Another possible issue is that SMEM instructions ignore bits of the resource descriptor. So you would need some way to tell the compiler that it wouldn't be ignoring some relevant resource bits by selecting to SMEM.

Doesn't this make this change unworkable? Presumably the front-end would need to annotate in some way to indicate that this is a legitimate transformation, in which case you might as well use a different intrinsic anyway. Are there any circumstances where you can determine if this is definitely the case?
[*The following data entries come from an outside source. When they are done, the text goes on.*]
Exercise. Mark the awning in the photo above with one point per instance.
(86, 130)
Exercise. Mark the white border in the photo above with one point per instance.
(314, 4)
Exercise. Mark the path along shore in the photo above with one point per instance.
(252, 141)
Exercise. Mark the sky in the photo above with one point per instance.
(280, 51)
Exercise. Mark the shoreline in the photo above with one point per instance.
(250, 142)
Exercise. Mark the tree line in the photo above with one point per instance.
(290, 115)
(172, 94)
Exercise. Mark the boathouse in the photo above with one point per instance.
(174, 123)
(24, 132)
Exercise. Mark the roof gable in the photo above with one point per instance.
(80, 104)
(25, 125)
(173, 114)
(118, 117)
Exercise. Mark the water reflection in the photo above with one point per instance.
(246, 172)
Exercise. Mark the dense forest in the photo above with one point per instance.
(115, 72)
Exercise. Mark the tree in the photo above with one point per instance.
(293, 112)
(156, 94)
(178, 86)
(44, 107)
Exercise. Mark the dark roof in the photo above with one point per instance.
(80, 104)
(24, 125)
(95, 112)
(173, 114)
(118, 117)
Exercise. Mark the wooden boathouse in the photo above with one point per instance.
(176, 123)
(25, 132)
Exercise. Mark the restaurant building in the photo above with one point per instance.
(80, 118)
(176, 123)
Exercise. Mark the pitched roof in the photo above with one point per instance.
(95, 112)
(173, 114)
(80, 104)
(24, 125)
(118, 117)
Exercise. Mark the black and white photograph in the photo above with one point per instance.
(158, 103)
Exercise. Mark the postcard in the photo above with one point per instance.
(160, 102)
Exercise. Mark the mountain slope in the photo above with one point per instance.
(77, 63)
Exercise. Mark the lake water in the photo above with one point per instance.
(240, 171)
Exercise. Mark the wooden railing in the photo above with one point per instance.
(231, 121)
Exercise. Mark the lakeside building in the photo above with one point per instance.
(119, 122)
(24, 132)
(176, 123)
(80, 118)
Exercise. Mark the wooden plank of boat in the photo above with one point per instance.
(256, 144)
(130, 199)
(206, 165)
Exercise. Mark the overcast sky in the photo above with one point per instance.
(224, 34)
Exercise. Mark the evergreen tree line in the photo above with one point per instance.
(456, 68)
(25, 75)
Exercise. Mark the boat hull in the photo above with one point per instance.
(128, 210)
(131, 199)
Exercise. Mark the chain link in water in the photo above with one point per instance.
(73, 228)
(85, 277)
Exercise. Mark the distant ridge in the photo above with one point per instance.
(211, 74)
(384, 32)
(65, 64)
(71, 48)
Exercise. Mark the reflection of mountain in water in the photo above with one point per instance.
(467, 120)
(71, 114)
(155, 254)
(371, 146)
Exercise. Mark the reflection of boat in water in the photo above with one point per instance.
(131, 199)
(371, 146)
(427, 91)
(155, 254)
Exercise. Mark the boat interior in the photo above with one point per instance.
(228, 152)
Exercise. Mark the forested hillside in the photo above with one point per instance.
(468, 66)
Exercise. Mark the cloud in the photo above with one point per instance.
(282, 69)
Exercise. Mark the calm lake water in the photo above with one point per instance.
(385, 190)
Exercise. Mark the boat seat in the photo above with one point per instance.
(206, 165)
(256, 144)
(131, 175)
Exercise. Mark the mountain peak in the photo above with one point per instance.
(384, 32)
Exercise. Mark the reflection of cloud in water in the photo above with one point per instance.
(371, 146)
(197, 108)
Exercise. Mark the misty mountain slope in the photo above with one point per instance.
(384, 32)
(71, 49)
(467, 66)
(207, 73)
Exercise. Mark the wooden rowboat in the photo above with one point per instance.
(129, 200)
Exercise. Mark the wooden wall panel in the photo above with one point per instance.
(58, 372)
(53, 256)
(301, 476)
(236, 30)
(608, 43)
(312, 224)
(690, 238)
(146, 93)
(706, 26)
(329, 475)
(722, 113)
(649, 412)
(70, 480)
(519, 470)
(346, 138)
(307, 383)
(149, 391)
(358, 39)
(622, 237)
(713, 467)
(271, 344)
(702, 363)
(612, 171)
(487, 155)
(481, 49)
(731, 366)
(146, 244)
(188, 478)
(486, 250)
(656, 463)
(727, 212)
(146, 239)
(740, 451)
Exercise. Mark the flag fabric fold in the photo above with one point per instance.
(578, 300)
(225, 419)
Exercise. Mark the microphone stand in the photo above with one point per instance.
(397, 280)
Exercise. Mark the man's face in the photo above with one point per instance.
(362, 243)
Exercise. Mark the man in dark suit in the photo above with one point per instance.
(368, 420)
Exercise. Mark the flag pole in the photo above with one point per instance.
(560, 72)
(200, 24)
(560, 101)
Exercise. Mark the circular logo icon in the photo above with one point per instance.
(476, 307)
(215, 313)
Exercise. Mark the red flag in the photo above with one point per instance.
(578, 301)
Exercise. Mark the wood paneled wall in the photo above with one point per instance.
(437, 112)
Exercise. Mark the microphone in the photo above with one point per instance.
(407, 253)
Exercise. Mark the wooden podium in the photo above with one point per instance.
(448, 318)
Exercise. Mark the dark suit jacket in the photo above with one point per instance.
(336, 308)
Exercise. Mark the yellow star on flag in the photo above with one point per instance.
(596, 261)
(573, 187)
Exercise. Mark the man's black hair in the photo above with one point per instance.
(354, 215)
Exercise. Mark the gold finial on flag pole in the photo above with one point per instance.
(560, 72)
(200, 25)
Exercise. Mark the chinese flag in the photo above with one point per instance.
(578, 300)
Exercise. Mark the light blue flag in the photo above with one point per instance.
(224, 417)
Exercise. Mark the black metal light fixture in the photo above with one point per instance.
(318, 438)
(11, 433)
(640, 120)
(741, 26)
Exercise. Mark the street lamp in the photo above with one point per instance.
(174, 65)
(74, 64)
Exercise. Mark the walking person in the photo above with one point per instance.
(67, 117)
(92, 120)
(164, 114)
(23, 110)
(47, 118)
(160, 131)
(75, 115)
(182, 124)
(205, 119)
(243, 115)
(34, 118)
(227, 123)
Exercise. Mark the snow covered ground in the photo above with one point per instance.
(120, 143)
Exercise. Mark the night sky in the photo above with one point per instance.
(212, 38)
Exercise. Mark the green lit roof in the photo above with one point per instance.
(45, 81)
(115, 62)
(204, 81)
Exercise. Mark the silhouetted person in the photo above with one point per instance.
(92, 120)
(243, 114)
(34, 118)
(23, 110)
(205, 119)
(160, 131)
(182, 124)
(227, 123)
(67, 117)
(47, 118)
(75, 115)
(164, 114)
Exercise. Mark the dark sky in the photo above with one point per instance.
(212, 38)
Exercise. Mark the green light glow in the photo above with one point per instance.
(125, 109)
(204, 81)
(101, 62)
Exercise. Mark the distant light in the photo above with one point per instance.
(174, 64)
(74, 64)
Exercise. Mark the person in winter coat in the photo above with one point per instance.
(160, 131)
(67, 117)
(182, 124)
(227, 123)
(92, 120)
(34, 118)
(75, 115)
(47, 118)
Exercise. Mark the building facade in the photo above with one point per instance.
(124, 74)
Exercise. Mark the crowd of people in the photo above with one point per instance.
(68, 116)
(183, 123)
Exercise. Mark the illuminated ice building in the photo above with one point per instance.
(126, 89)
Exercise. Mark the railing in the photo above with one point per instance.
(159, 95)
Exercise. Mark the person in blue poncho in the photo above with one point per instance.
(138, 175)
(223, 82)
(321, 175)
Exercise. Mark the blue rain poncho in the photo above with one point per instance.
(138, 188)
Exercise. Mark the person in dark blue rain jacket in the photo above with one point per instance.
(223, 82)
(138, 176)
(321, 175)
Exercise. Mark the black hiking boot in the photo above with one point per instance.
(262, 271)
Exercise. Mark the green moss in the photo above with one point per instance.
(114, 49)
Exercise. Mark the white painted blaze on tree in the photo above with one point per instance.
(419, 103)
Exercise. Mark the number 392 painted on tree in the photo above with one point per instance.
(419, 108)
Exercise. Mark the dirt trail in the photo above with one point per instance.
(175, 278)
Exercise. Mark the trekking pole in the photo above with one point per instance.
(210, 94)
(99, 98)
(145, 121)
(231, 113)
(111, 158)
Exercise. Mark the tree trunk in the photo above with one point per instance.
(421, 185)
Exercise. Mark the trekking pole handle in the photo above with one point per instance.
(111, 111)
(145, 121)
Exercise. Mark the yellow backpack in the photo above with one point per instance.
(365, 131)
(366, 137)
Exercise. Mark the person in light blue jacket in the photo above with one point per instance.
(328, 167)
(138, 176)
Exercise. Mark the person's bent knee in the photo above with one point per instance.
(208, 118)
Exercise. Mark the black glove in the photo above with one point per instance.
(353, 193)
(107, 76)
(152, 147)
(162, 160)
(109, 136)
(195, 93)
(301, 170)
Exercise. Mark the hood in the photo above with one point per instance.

I've got a situation that benefits from this change, but equally could use the solution in D27586. Perhaps that change could be enhanced with the non-const offset change in this review?

mareko abandoned this revision.May 3 2017, 9:30 AM

Another possible issue is that SMEM instructions ignore bits of the resource descriptor. So you would need some way to tell the compiler that it wouldn't be ignoring some relevant resource bits by selecting to SMEM.

Doesn't this make this change unworkable? Presumably the front-end would need to annotate in some way to indicate that this is a legitimate transformation, in which case you might as well use a different intrinsic anyway. Are there any circumstances where you can determine if this is definitely the case?

I've got a situation that benefits from this change, but equally could use the solution in D27586. Perhaps that change could be enhanced with the non-const offset change in this review?

Yes, having separate intrinsics like D27586 is preferable not just because of the sL1 vs vL1 coherency stuff, but also because SMEM instructions have many differences compared to VMEM and sometimes even the same looking VMEM and SMEM instructions have different behavior. It's also important that s.load intrinsics support non-constant offsets and are lowered to VMEM when the address comes from a VGPR.